Anodic formation of a thick three-dimensional nanoporous WO3 film and its photocatalytic property

We report an efficient solar-light-driven photocatalyst based on three-dimensional nanoporous tungsten trioxide (WO3) films. These films are obtained by anodizing W foils in fluoride-containing electrolytes at room temperature and under low applied voltages with an efficient growth rate of 2 μm h− 1. The maximum thickness of the films is ~ 3 μm that exceeds those of previously reported anodized WO3 films in fluoride-containing electrolytes. By investigating the photocatalytic properties of the films with thicknesses ranging from ~ 0.5 to ~ 3 μm, the optimum thickness of the nanoporous film is found to be ~ 1 μm, which demonstrates an impressive 120% improvement in the photocatalytic performance compared to that of a RF-sputtered nanotextured film with similar weights. We mainly ascribe this to large surface area and smaller bandgap.

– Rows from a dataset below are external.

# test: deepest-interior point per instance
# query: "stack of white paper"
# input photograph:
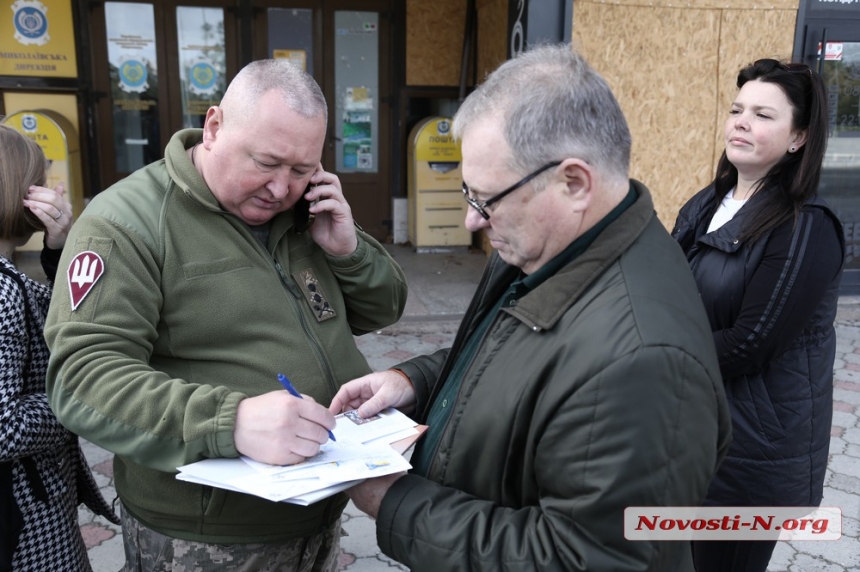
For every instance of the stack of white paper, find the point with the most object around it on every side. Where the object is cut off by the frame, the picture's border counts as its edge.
(362, 450)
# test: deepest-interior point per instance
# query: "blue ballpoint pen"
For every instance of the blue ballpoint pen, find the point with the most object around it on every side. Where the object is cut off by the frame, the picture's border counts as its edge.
(289, 387)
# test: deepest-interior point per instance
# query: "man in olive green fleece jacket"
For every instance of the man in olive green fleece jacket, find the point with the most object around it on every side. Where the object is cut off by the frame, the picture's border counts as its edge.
(583, 379)
(190, 285)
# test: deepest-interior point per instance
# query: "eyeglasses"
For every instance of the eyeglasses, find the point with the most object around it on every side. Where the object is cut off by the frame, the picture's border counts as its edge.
(482, 207)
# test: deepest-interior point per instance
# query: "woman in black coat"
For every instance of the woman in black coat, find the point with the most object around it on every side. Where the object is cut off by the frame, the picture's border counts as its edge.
(767, 254)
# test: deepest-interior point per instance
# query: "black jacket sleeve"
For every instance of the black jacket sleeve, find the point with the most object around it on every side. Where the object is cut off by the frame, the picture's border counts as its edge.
(798, 266)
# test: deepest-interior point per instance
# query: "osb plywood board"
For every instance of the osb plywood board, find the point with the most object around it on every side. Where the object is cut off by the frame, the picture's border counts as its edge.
(492, 36)
(703, 4)
(434, 41)
(748, 36)
(662, 64)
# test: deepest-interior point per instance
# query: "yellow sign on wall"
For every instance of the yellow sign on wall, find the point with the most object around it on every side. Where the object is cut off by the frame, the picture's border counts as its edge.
(37, 38)
(298, 57)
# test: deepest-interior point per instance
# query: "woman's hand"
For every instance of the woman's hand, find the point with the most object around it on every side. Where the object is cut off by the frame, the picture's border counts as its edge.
(54, 210)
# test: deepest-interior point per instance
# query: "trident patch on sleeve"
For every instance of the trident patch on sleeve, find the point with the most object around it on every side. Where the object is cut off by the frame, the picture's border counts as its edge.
(314, 294)
(84, 271)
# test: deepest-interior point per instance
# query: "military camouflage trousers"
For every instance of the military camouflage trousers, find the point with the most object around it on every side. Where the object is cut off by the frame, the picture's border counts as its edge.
(149, 551)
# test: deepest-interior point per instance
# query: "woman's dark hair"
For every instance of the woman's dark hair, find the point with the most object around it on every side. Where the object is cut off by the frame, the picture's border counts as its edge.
(794, 179)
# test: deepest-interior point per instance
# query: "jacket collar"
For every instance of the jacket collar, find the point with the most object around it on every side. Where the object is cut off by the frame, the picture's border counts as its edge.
(544, 306)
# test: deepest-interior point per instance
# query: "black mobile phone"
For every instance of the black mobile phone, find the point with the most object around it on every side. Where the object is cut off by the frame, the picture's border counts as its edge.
(303, 217)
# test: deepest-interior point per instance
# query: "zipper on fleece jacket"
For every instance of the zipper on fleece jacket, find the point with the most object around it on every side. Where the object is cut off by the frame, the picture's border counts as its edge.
(318, 351)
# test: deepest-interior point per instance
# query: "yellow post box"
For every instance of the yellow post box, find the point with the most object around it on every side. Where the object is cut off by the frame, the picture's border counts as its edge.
(437, 211)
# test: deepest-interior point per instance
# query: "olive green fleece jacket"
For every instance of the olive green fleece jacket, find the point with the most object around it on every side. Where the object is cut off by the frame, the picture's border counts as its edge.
(190, 316)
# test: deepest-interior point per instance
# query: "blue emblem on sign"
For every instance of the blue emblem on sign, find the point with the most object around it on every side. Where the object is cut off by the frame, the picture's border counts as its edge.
(29, 123)
(202, 77)
(133, 75)
(31, 22)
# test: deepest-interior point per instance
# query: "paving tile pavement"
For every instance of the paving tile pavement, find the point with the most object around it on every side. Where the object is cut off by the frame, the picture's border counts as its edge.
(360, 552)
(440, 286)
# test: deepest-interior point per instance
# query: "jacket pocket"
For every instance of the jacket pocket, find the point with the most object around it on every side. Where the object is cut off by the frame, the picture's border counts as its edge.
(194, 270)
(768, 420)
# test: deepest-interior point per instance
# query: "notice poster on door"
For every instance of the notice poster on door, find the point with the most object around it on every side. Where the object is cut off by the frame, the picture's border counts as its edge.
(357, 129)
(202, 61)
(357, 141)
(130, 29)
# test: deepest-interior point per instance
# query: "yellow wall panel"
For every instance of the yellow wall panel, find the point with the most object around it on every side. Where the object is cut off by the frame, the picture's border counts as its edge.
(434, 41)
(662, 65)
(673, 66)
(704, 4)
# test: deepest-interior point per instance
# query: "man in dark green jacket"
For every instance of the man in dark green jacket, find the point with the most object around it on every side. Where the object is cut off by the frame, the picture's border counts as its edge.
(583, 379)
(191, 285)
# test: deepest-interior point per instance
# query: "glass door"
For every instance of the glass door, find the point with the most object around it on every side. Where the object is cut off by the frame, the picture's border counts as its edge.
(357, 87)
(839, 65)
(157, 67)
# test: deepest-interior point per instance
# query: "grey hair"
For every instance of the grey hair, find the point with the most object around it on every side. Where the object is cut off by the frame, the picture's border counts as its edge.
(554, 106)
(299, 90)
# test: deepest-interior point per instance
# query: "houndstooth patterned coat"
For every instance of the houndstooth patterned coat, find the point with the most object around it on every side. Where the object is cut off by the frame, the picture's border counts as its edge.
(42, 459)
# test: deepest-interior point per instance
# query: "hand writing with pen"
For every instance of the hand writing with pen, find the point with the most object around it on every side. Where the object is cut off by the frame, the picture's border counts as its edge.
(281, 427)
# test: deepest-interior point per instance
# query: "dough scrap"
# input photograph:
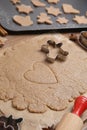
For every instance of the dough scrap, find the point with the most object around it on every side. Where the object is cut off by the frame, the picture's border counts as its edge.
(69, 78)
(24, 8)
(62, 20)
(53, 1)
(80, 19)
(37, 3)
(54, 11)
(44, 18)
(70, 9)
(22, 20)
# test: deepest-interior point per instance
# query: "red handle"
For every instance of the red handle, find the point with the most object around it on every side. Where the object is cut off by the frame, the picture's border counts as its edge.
(80, 105)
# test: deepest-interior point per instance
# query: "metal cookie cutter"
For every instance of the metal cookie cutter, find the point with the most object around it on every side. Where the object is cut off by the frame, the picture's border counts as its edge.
(83, 39)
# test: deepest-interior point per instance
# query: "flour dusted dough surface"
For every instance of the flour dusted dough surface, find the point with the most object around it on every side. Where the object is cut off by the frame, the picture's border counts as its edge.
(33, 85)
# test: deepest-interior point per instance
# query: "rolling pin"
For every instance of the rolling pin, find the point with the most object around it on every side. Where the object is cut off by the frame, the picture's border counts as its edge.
(72, 121)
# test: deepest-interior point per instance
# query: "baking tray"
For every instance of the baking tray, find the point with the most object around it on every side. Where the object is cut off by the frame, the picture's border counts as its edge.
(8, 10)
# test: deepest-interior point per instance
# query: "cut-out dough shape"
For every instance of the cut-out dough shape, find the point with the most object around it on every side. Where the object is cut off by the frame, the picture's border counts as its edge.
(67, 8)
(41, 74)
(22, 20)
(15, 1)
(37, 3)
(24, 8)
(44, 18)
(62, 20)
(80, 19)
(52, 10)
(53, 1)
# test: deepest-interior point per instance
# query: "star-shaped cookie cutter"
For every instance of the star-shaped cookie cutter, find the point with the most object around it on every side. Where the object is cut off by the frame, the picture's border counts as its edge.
(54, 51)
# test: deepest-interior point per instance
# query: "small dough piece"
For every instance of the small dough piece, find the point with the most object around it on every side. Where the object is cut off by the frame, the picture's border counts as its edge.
(86, 13)
(62, 20)
(80, 19)
(15, 1)
(70, 9)
(37, 3)
(23, 20)
(44, 18)
(53, 1)
(24, 8)
(52, 10)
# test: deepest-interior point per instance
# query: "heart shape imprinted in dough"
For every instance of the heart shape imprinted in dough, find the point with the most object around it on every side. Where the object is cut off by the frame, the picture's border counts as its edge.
(41, 74)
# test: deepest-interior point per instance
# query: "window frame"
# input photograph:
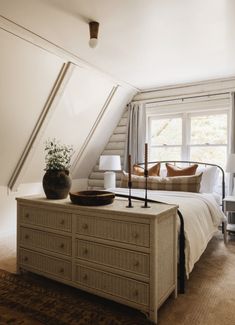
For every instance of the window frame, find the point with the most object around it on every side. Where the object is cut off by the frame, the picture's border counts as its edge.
(186, 116)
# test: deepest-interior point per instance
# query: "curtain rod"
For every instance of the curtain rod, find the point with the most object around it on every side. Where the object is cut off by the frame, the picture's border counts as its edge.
(154, 100)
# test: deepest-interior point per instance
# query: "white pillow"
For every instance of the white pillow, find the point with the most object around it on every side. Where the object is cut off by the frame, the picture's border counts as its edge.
(209, 178)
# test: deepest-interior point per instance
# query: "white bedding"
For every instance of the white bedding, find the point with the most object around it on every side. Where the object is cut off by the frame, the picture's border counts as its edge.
(201, 214)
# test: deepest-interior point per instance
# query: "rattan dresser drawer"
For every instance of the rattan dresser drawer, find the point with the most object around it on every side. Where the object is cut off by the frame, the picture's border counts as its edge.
(120, 231)
(46, 218)
(33, 238)
(43, 263)
(119, 258)
(125, 288)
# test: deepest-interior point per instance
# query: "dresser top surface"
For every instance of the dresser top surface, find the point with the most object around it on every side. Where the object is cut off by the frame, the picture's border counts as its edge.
(118, 206)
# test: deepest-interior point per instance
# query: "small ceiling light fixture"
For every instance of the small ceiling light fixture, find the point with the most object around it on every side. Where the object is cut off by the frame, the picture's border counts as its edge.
(94, 28)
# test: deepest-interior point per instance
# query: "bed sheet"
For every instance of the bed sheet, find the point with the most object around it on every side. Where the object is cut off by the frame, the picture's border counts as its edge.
(202, 216)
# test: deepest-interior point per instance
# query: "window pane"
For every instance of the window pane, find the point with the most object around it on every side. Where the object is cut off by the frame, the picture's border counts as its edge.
(209, 129)
(216, 155)
(166, 131)
(165, 154)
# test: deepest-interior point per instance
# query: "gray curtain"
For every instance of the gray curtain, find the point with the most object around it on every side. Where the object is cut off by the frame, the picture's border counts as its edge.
(231, 217)
(136, 133)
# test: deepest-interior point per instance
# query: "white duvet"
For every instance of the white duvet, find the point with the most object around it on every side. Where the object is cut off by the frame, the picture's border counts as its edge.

► Anodized 3D nanoporous WO3 films were prepared at room temperature and under a low applied voltage. ► The thicknesses of the nanoporous WO3 films were up to ~ 3 μm with a growth rate of ~ 2 μm h− 1. ► Field-assisted dissolution was the dominate mechanism to the formation of this 3D nanostructure. ► The crystal phase of the nanoporous film is orthorhombic with a relatively small bandgap of 2.73 eV. ► The photocatalytic property of the nanoporous film shows 120% improvement compared to a sputtered film.